Segundo a defesa, Daniel Silveira necessita com urgência de uma cirurgia no joelho direito, lesionado no começo de junho.
O laudo médico mostra a gravidade da situação e diz que, com as “consequências da OMISSÃO de tratamento”, se faz necessário uma “imediata INTERVENÇÃO CIRÚRGICA, para amenizar o prejuízo já sofrido e permanente no joelho do parlamentar''.
"[Daniel Silveira está com] FORTES DORES, DIFICULDADE DE CAMINHAR, e COM FALSEADOS CONSTANTES, a PERDA DE EQUILÍBRIO, INCHAÇOS constantes, e DIFICULDADES DE ENCOLHER O MEMBRO lesionado, e tantas outras limitações”, diz o documento.
Os advogados ainda relatam, com detalhes, todas as tentativas de alertar o relator, ministro Alexandre de Moraes, sobre a gravidade do estado de saúde do deputado - todas sem sucesso.
De forma sucinta, a defesa afirma que “o fato de [Daniel Silveira] ser preso com a lesão, passando à tutela do ESTADO, nasce a obrigação deste em CUIDAR DE SEUS CUSTODIADOS, assumindo a responsabilidade pela integridade física do preso.”
Para finalizar e não deixar qualquer dúvida sobre extrema necessidade da revogação imediata da prisão preventiva do parlamentar, a petição cita seis motivos suficientemente claros para tal decisão:
“Primeiro, a URGÊNCIA DE CIRURGIA EM SEU JOELHO, e tratamento posterior com acompanhamento diário de profissionais de fisioterapia, o que jamais poderá ser ofertado no BEPE. Ora, um simples exame demorou quase 60 (sessenta) dias.
Segundo, A INSTRUÇÃO JÁ SE FINDOU; o Ministério Público apresentou suas alegações finais intempestivas, e se encontra aberto prazo para a Defesa demonstrar a verdade e fustigar as falácias perpetradas pelo Parquet, homéricas hipóteses subjetivas.
Terceiro, a FIANÇA foi devidamente recolhida em 29/06, e mesmo sendo paga após os 15 dias de prazo, ela subsiste até o trânsito em julgado (Art. 334, CPP).

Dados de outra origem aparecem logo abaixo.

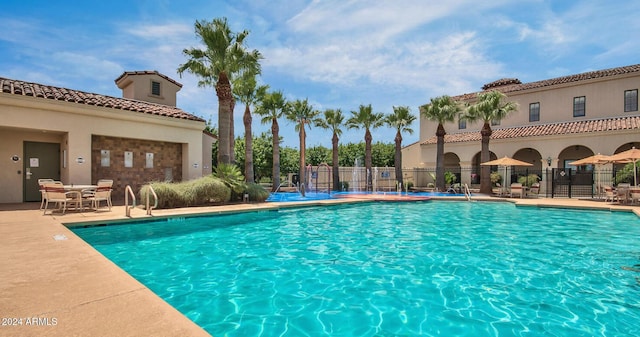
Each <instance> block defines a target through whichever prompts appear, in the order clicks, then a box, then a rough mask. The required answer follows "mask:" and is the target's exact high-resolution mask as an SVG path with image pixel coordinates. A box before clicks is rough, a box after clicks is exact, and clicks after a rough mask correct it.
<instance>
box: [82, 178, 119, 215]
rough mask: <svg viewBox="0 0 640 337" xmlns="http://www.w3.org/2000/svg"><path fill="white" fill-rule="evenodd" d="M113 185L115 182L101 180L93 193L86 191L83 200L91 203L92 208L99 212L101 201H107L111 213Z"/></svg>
mask: <svg viewBox="0 0 640 337" xmlns="http://www.w3.org/2000/svg"><path fill="white" fill-rule="evenodd" d="M112 185H113V180H106V179H101V180H98V187H97V188H96V189H95V190H93V191H85V193H84V195H83V199H84V200H85V201H88V202H91V208H93V209H95V210H97V209H98V207H99V206H100V202H101V201H105V202H106V203H107V207H109V211H111V207H113V205H112V204H111V186H112Z"/></svg>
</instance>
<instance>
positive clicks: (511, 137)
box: [420, 115, 640, 145]
mask: <svg viewBox="0 0 640 337" xmlns="http://www.w3.org/2000/svg"><path fill="white" fill-rule="evenodd" d="M620 130H640V115H636V116H624V117H613V118H602V119H592V120H582V121H572V122H561V123H549V124H538V125H526V126H517V127H511V128H502V129H494V130H493V133H492V134H491V139H492V140H493V139H513V138H523V137H538V136H551V135H567V134H579V133H589V132H604V131H620ZM481 138H482V137H481V136H480V131H479V130H478V131H469V132H460V133H452V134H446V135H445V136H444V142H445V143H461V142H475V141H477V142H479V141H480V140H481ZM436 141H437V139H436V136H435V135H434V136H433V137H431V138H429V139H427V140H425V141H424V142H421V143H420V144H421V145H428V144H436Z"/></svg>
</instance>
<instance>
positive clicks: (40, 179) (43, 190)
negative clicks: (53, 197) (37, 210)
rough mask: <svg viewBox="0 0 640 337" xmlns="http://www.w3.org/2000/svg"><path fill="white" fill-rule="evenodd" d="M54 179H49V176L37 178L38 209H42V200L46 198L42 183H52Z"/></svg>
mask: <svg viewBox="0 0 640 337" xmlns="http://www.w3.org/2000/svg"><path fill="white" fill-rule="evenodd" d="M53 181H54V180H53V179H49V178H43V179H38V188H39V189H40V198H41V201H40V209H42V208H43V207H44V201H45V200H46V198H47V197H46V195H45V193H44V184H45V183H52V182H53Z"/></svg>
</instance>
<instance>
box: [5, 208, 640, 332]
mask: <svg viewBox="0 0 640 337" xmlns="http://www.w3.org/2000/svg"><path fill="white" fill-rule="evenodd" d="M396 198H397V197H396ZM434 199H435V198H434ZM461 199H463V198H461ZM474 199H475V200H492V201H496V200H498V199H497V198H492V197H474ZM448 200H451V198H448ZM360 201H366V200H357V199H349V200H331V201H314V202H310V203H304V204H306V205H323V204H335V203H347V202H360ZM510 201H512V202H516V203H518V204H520V205H529V206H538V207H565V208H566V207H577V208H589V209H607V210H619V211H632V212H635V213H636V214H637V215H638V216H640V207H639V206H620V205H610V204H607V203H604V202H598V201H584V200H575V199H510ZM300 204H301V203H262V204H240V205H229V206H216V207H198V208H183V209H172V210H154V212H153V215H154V216H156V217H157V216H170V215H185V214H194V213H223V212H238V211H252V210H259V209H276V208H282V207H296V206H299V205H300ZM39 206H40V204H39V203H23V204H0V317H1V318H2V322H0V323H1V325H0V335H1V336H44V335H46V336H119V337H121V336H208V334H207V333H206V332H205V331H204V330H202V329H201V328H200V327H198V326H197V325H196V324H194V323H193V322H191V321H190V320H189V319H187V318H186V317H185V316H183V315H182V314H181V313H180V312H178V311H177V310H176V309H174V308H173V307H171V306H170V305H168V304H167V303H166V302H164V301H163V300H162V299H160V298H159V297H158V296H156V295H155V294H154V293H153V292H151V291H150V290H149V289H147V288H146V287H145V286H144V285H142V284H141V283H139V282H138V281H136V280H135V279H134V278H133V277H131V276H129V275H128V274H127V273H125V272H124V271H122V270H121V269H120V268H118V267H117V266H116V265H114V264H113V263H112V262H110V261H109V260H107V259H106V258H104V257H103V256H102V255H101V254H100V253H98V252H97V251H96V250H94V249H93V248H92V247H91V246H89V245H88V244H86V243H85V242H84V241H82V240H81V239H79V238H78V237H76V236H75V235H74V234H73V233H72V232H71V231H70V230H69V229H68V228H67V226H73V224H74V223H88V222H104V221H113V220H127V219H129V218H127V217H126V216H125V209H124V206H116V207H114V208H113V209H112V211H110V212H109V211H106V210H104V211H99V212H95V211H91V212H84V213H80V212H73V211H71V212H68V213H67V214H65V215H61V214H60V213H55V214H54V215H45V216H43V215H42V211H40V210H38V208H39ZM131 216H132V218H135V219H141V218H147V217H149V216H148V215H146V212H145V211H144V210H142V209H134V210H132V213H131Z"/></svg>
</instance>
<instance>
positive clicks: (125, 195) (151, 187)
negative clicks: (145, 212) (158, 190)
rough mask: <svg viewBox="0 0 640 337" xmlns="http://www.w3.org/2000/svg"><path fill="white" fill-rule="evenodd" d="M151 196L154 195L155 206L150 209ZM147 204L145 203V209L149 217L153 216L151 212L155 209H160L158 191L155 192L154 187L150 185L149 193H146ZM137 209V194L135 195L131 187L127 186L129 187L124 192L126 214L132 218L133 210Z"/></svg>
mask: <svg viewBox="0 0 640 337" xmlns="http://www.w3.org/2000/svg"><path fill="white" fill-rule="evenodd" d="M149 195H153V199H154V204H153V206H151V207H150V204H149ZM129 196H131V200H132V202H131V206H129ZM146 196H147V198H146V202H145V209H146V210H147V215H151V210H152V209H154V208H157V207H158V195H157V194H156V191H154V190H153V187H152V186H151V185H149V193H146ZM135 207H136V195H135V193H133V189H132V188H131V186H130V185H127V187H126V188H125V190H124V214H125V216H127V217H129V218H130V217H131V209H132V208H135Z"/></svg>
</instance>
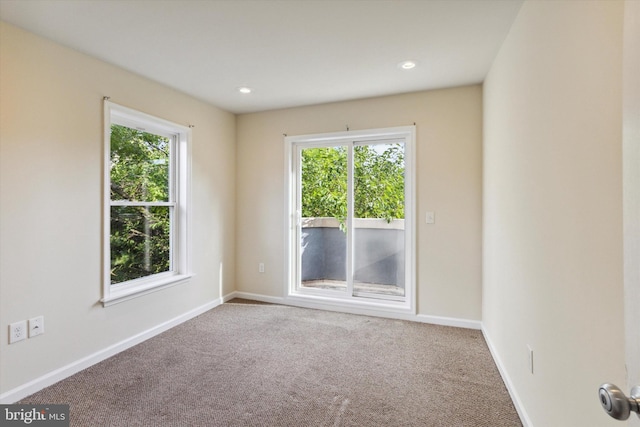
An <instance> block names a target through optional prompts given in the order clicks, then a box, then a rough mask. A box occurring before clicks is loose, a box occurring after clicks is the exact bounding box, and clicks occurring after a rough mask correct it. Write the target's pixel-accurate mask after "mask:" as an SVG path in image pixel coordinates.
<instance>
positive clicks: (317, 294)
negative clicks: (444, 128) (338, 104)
mask: <svg viewBox="0 0 640 427" xmlns="http://www.w3.org/2000/svg"><path fill="white" fill-rule="evenodd" d="M394 129H396V128H394ZM411 130H412V129H411ZM412 135H413V133H412V132H404V133H402V132H401V133H400V134H399V135H398V132H390V133H389V134H381V135H357V134H355V135H353V136H352V134H351V133H349V134H348V135H344V136H343V135H339V136H338V137H336V138H335V139H333V138H330V137H329V138H309V139H307V138H304V137H299V138H298V139H299V140H298V141H292V142H291V144H290V147H289V148H290V150H291V151H290V156H291V165H292V168H291V185H290V188H291V191H292V197H291V207H290V210H291V213H292V218H293V221H292V227H291V231H292V238H291V239H290V244H291V250H290V253H291V258H292V263H291V265H292V275H291V277H292V284H291V287H290V288H291V289H290V291H291V292H292V293H294V294H297V295H313V296H321V297H335V298H343V299H350V300H360V301H363V300H368V301H373V300H377V301H386V302H391V303H406V302H408V301H409V299H408V297H409V296H411V295H412V292H410V290H411V288H412V285H413V283H412V276H413V275H412V274H407V272H409V273H411V269H412V265H413V263H412V256H413V255H412V253H413V251H412V246H413V245H412V242H413V239H411V238H407V232H408V231H409V230H407V228H410V227H407V225H409V224H410V223H411V221H407V214H409V217H411V205H412V203H411V202H412V194H411V191H410V189H411V188H412V182H411V181H412V180H411V179H410V177H411V176H410V173H409V169H410V168H408V167H407V166H408V163H407V155H408V154H409V153H410V150H407V146H408V145H409V144H408V140H409V136H412ZM410 141H412V139H411V140H410ZM410 141H409V142H410Z"/></svg>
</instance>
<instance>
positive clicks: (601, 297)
mask: <svg viewBox="0 0 640 427" xmlns="http://www.w3.org/2000/svg"><path fill="white" fill-rule="evenodd" d="M622 18H623V4H622V3H621V2H619V1H591V2H587V1H580V2H574V1H554V2H542V1H527V2H525V3H524V4H523V6H522V8H521V10H520V13H519V15H518V17H517V19H516V21H515V23H514V25H513V27H512V28H511V31H510V34H509V36H508V38H507V39H506V41H505V43H504V45H503V46H502V49H501V51H500V53H499V55H498V57H497V58H496V60H495V61H494V63H493V65H492V68H491V71H490V72H489V75H488V77H487V79H486V81H485V85H484V187H483V188H484V228H483V231H484V245H483V248H484V252H483V253H484V262H483V266H484V268H483V326H484V329H485V332H486V335H487V337H488V338H489V342H490V344H491V345H492V346H493V349H494V352H495V355H496V356H497V360H498V361H499V362H500V364H501V367H502V369H503V372H504V373H505V374H506V376H507V378H508V380H509V382H510V383H511V385H512V390H513V391H514V392H515V395H516V397H517V399H518V401H519V402H520V404H521V405H522V408H523V409H524V412H525V415H526V417H527V419H528V421H529V422H530V423H531V424H530V425H532V426H567V427H568V426H581V427H588V426H605V425H612V426H613V425H618V424H619V422H617V421H614V420H613V419H611V418H609V417H608V416H607V415H606V414H605V413H604V411H603V410H602V409H601V407H600V403H599V401H598V398H597V390H598V386H599V385H600V384H601V383H604V382H614V383H618V384H624V382H625V369H624V367H625V360H624V323H623V278H622V171H621V127H622V119H621V106H622V86H621V84H622V81H621V76H622V68H621V66H622V28H623V27H622ZM527 345H530V346H531V348H532V349H533V351H534V373H533V374H531V373H530V372H529V364H528V350H527Z"/></svg>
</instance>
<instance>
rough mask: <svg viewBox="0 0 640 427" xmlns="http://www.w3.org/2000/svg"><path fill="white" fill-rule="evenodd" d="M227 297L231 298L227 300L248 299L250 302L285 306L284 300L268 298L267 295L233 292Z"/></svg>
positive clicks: (283, 298)
mask: <svg viewBox="0 0 640 427" xmlns="http://www.w3.org/2000/svg"><path fill="white" fill-rule="evenodd" d="M229 295H230V296H231V298H229V299H233V298H242V299H248V300H251V301H260V302H269V303H271V304H285V300H284V298H282V297H270V296H268V295H261V294H252V293H251V292H240V291H235V292H232V293H230V294H229ZM227 301H229V300H227V299H225V301H224V302H227Z"/></svg>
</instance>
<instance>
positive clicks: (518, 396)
mask: <svg viewBox="0 0 640 427" xmlns="http://www.w3.org/2000/svg"><path fill="white" fill-rule="evenodd" d="M482 335H484V340H485V342H486V343H487V347H489V352H490V353H491V357H493V361H494V362H495V364H496V366H497V367H498V371H499V372H500V376H501V377H502V380H503V381H504V384H505V386H506V387H507V391H508V392H509V395H510V396H511V400H512V401H513V405H514V406H515V407H516V411H517V412H518V416H519V417H520V421H522V425H523V426H524V427H533V423H532V422H531V419H530V418H529V415H528V414H527V411H526V410H525V409H524V405H523V404H522V401H521V400H520V396H519V395H518V392H517V391H516V389H515V387H514V386H513V383H512V382H511V378H510V377H509V374H508V373H507V370H506V368H505V367H504V365H503V364H502V360H501V359H500V356H498V352H497V350H496V348H495V346H494V345H493V342H492V341H491V338H490V337H489V334H488V333H487V330H486V329H485V328H484V327H482Z"/></svg>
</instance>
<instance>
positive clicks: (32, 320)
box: [29, 316, 44, 338]
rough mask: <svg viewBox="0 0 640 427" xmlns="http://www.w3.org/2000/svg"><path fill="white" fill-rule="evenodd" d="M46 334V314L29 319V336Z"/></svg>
mask: <svg viewBox="0 0 640 427" xmlns="http://www.w3.org/2000/svg"><path fill="white" fill-rule="evenodd" d="M41 334H44V316H38V317H34V318H32V319H29V338H33V337H35V336H37V335H41Z"/></svg>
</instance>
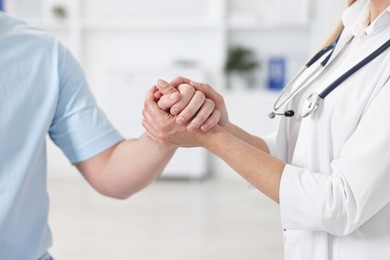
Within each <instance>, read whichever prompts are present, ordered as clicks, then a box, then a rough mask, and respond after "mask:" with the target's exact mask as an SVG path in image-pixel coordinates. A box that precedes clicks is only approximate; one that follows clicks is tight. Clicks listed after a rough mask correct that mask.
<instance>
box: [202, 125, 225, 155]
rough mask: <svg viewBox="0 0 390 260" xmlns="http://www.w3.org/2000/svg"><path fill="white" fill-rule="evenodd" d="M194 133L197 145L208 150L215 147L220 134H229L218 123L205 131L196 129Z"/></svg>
mask: <svg viewBox="0 0 390 260" xmlns="http://www.w3.org/2000/svg"><path fill="white" fill-rule="evenodd" d="M196 133H197V136H196V139H197V140H196V141H197V143H198V144H199V146H201V147H204V148H205V149H207V150H210V151H211V150H213V149H215V147H216V146H217V145H218V144H219V143H220V140H221V137H222V136H224V135H228V134H229V133H228V132H227V130H226V129H224V128H223V127H221V126H220V125H216V126H214V127H213V128H211V129H210V130H208V131H206V132H203V131H197V132H196Z"/></svg>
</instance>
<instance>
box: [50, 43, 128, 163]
mask: <svg viewBox="0 0 390 260" xmlns="http://www.w3.org/2000/svg"><path fill="white" fill-rule="evenodd" d="M58 84H59V93H58V102H57V108H56V111H55V115H54V117H53V120H52V123H51V126H50V129H49V136H50V138H51V139H52V140H53V141H54V143H55V144H56V145H57V146H59V147H60V148H61V150H62V151H63V152H64V154H65V155H66V156H67V157H68V159H69V160H70V161H71V163H77V162H81V161H84V160H87V159H89V158H91V157H93V156H95V155H97V154H99V153H101V152H103V151H105V150H106V149H108V148H110V147H111V146H113V145H115V144H116V143H118V142H120V141H121V140H123V137H122V136H121V135H120V134H119V133H118V131H116V129H114V128H113V127H112V125H111V124H110V122H109V121H108V119H107V118H106V116H105V115H104V113H103V112H102V111H101V110H100V108H99V107H98V106H97V104H96V100H95V98H94V97H93V95H92V93H91V92H90V89H89V87H88V83H87V80H86V77H85V75H84V72H83V70H82V69H81V67H80V65H79V63H78V62H77V61H76V60H75V58H74V57H73V56H72V55H71V54H70V52H69V51H68V50H67V49H66V48H64V47H63V46H62V45H61V44H59V47H58Z"/></svg>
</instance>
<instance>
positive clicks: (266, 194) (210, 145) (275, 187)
mask: <svg viewBox="0 0 390 260" xmlns="http://www.w3.org/2000/svg"><path fill="white" fill-rule="evenodd" d="M210 131H212V132H211V133H210V134H200V135H199V136H198V140H199V142H200V143H201V145H202V146H203V147H205V148H206V149H208V150H209V151H210V152H212V153H214V154H216V155H217V156H218V157H220V158H221V159H223V160H224V161H225V162H226V163H227V164H229V166H230V167H232V168H233V169H234V170H235V171H236V172H237V173H239V174H240V175H241V176H242V177H243V178H245V179H246V180H247V181H248V182H250V183H251V184H252V185H253V186H255V187H256V188H257V189H259V190H260V191H262V192H263V193H264V194H266V195H267V196H268V197H270V198H271V199H273V200H274V201H276V202H279V187H280V180H281V175H282V172H283V169H284V166H285V164H284V162H282V161H280V160H279V159H277V158H275V157H272V156H271V155H269V154H268V153H266V152H264V151H262V150H260V149H258V148H256V147H254V146H252V145H251V144H249V143H247V142H245V141H243V140H241V139H240V138H238V137H236V136H234V135H232V134H230V133H228V132H227V131H225V130H224V129H223V128H221V127H218V126H216V127H214V128H213V129H212V130H210Z"/></svg>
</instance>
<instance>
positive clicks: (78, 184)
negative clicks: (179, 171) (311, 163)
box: [48, 171, 283, 260]
mask: <svg viewBox="0 0 390 260" xmlns="http://www.w3.org/2000/svg"><path fill="white" fill-rule="evenodd" d="M67 174H68V173H67ZM48 182H49V184H48V185H49V193H50V197H51V212H50V224H51V227H52V232H53V237H54V245H53V247H52V249H51V250H50V252H51V253H52V255H53V256H54V257H55V258H56V259H58V260H86V259H87V260H108V259H109V260H111V259H120V260H122V259H124V260H126V259H137V260H154V259H158V260H219V259H223V260H271V259H272V260H281V259H282V258H283V249H282V243H283V242H282V232H281V227H280V218H279V209H278V206H277V205H276V204H275V203H274V202H272V201H271V200H270V199H268V198H266V197H264V196H263V195H262V194H261V193H259V192H254V191H250V190H249V189H248V188H247V187H246V183H245V182H244V181H243V180H242V179H240V178H239V177H237V178H235V177H231V176H230V177H228V178H225V177H210V178H209V179H207V180H204V181H201V182H196V181H195V182H194V181H192V182H191V181H187V182H186V181H161V180H160V181H157V182H155V183H153V184H152V185H151V186H149V187H148V188H146V189H145V190H143V191H141V192H140V193H138V194H136V195H134V196H133V197H131V198H129V199H127V200H124V201H119V200H114V199H110V198H105V197H103V196H101V195H99V194H97V193H96V192H95V191H93V190H92V189H91V188H90V187H89V186H88V185H87V184H86V182H85V181H84V180H83V178H82V177H81V176H79V175H78V173H76V172H75V171H73V172H72V171H71V172H69V176H66V175H64V174H56V173H53V172H51V173H50V174H49V180H48Z"/></svg>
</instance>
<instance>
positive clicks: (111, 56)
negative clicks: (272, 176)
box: [6, 0, 346, 173]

Isso, aliás, não pode ser mais utilizado como motivo de prisão.
Quarto, já restou provado que Daniel Silveira NÃO TENTOU FUGIR para evitar a sua prisão, tampouco REQUEREU ASILO em qualquer embaixada, até porque estava preso em sua residência (Petrópolis/RJ).
Quinto, REVOGAÇÃO DA LEI DE SEGURANÇA NACIONAL, em 01/09/2021, Lei 14.197/21, afastou os tipos penais a ele imputados, aplicando-se a ABOLITIO CRIMINIS. Ainda, aquele que lhe foi imputado com base no Art. 344, CP, mesmo que houvesse condenação, APENAS POR AMOR AO DEBATE, a dosimetria de pena não lhe caberia mais que 18 meses de uma improvável pena, o que, à luz do Art. 33, seria o regime aberto, e jamais o fechado, onde se encontra atualmente. [...]
E, por derradeiro, o sexto motivo é a AUSÊNCIA de avaliação da prisão preventiva, já alertado este Relator por diversas vezes, e ainda pendentes de apreciação, que, conforme determina o Art. 316, CPP ‘O juiz poderá, de ofício ou a pedido das partes, revogar a prisão preventiva se, no correr da investigação ou do processo, verificar a falta de motivo para que ela subsista, bem como novamente decretá-la, se sobrevierem razões que a justifiquem’.”